"I repeat that you must have a very strong reason indeed for not waiting a couple of months. In that time you may learn to like Guido better—or he may learn to love you less."

"He may change," Cecilia said, not resenting the rather rough speech; "I never shall."

Lamberti fixed his eyes on her.

"There is only one reason that could make you so sure about yourself," he said. "If I thought you were like most women, I would tell you that you were heartless, faithless, and cruel, as well as capricious, and that you were risking a man's life and soul for a scruple of conscience, or, worse than that, for a passing fancy."

"Oh, please do not say such things of me!" She spoke in great distress.
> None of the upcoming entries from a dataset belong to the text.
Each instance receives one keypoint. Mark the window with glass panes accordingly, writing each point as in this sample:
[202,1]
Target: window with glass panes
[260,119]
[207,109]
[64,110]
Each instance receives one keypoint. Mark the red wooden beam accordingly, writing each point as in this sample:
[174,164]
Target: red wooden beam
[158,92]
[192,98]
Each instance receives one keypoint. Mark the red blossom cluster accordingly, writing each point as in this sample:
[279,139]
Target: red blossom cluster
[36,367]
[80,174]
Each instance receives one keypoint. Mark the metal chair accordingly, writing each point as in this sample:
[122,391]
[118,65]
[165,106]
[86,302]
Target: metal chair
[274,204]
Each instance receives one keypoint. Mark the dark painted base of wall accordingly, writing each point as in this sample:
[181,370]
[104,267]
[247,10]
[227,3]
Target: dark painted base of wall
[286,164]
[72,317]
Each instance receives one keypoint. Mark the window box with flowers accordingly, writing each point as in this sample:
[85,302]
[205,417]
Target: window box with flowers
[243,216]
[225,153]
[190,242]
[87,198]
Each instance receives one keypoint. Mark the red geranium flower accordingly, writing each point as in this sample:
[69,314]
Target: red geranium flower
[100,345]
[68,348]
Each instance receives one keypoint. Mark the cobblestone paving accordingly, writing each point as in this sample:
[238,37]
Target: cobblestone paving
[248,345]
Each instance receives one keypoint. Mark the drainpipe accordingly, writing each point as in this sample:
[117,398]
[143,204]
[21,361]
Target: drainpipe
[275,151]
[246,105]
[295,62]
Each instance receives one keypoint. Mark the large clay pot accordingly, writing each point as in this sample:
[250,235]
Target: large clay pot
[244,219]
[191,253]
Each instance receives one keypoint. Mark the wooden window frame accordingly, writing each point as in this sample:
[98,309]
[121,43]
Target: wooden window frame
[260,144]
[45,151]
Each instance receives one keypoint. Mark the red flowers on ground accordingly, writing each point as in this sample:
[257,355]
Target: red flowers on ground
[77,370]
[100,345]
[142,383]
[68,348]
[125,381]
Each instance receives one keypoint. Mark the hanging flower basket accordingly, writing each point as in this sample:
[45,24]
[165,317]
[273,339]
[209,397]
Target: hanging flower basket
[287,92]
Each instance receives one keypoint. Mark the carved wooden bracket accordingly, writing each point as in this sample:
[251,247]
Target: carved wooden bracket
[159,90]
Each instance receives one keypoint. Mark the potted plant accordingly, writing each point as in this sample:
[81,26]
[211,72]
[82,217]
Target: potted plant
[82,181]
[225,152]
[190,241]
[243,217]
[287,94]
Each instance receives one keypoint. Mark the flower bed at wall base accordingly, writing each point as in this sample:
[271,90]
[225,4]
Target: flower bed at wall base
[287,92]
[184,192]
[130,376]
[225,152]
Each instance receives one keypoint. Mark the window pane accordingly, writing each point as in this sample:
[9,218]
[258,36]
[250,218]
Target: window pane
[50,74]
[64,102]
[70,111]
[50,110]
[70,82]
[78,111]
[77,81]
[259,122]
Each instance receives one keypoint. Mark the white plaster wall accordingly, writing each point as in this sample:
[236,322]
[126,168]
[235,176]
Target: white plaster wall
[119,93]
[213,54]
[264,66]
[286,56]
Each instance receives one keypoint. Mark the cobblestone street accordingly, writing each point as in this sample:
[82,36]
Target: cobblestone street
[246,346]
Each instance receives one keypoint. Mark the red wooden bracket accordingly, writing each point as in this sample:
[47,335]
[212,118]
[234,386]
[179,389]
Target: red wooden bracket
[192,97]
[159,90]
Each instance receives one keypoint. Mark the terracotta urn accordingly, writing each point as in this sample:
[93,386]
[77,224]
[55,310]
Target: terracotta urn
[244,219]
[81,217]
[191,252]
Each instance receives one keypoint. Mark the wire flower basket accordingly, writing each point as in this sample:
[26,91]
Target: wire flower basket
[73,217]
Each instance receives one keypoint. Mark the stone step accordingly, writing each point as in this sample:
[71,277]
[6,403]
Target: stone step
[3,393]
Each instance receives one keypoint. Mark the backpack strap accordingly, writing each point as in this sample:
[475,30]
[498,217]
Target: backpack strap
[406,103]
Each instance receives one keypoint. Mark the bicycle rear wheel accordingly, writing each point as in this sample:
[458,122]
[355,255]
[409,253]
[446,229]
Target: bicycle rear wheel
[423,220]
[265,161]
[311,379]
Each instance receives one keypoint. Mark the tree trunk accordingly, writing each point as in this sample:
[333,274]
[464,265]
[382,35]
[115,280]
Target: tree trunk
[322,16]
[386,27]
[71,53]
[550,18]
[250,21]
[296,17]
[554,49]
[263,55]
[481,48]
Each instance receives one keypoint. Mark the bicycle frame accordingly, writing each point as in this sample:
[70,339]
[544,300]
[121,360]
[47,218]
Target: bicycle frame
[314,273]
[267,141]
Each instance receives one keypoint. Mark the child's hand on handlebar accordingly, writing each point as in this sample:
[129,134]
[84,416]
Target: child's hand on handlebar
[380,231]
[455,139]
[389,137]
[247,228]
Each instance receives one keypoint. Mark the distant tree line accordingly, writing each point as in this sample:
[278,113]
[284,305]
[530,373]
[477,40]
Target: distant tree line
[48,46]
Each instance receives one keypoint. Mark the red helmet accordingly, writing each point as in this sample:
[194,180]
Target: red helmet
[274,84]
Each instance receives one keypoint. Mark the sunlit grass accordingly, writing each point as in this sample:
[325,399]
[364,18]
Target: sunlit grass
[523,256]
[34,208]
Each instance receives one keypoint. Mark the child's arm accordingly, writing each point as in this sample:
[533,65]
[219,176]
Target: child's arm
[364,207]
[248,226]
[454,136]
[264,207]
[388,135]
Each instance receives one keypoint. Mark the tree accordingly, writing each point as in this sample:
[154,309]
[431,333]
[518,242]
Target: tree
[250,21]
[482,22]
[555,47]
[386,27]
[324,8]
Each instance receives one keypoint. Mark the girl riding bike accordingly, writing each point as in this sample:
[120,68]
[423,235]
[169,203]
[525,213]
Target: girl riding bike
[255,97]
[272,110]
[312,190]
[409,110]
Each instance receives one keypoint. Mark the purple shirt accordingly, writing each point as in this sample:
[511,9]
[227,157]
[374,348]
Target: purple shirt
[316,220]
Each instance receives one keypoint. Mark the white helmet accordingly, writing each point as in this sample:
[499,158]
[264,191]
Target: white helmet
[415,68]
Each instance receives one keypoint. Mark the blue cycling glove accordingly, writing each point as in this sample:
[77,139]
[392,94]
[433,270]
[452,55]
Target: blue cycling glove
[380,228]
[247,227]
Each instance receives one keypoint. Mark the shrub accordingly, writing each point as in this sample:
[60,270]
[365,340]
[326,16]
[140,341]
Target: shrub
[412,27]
"I do not. I know that you are honest and true, and are trying to do right, but that you have made a mistake which you can mend if you will. Take my advice. There is only one possible reason to account for what you have done. You think that you love some other man better than d'Este."

Cecilia started and stared at him.

"You said that Guido did not show you my letter!" She was offended as well as distressed now.

"No; he did not. But I will not pretend that I have guessed your secret. As Guido lay on his bed talking to me, I was staring at a crumpled sheet of a letter that lay on the floor. Before I knew what I was looking at I had read four words: 'I love another man.' When I realised that I ought not to have seen even that much, I knew, of course, that it was your writing. You see how much I know. All the same, if you were not what I know you are, I would call you a heartless flirt to your face."

Again he looked at her steadily, but she said nothing.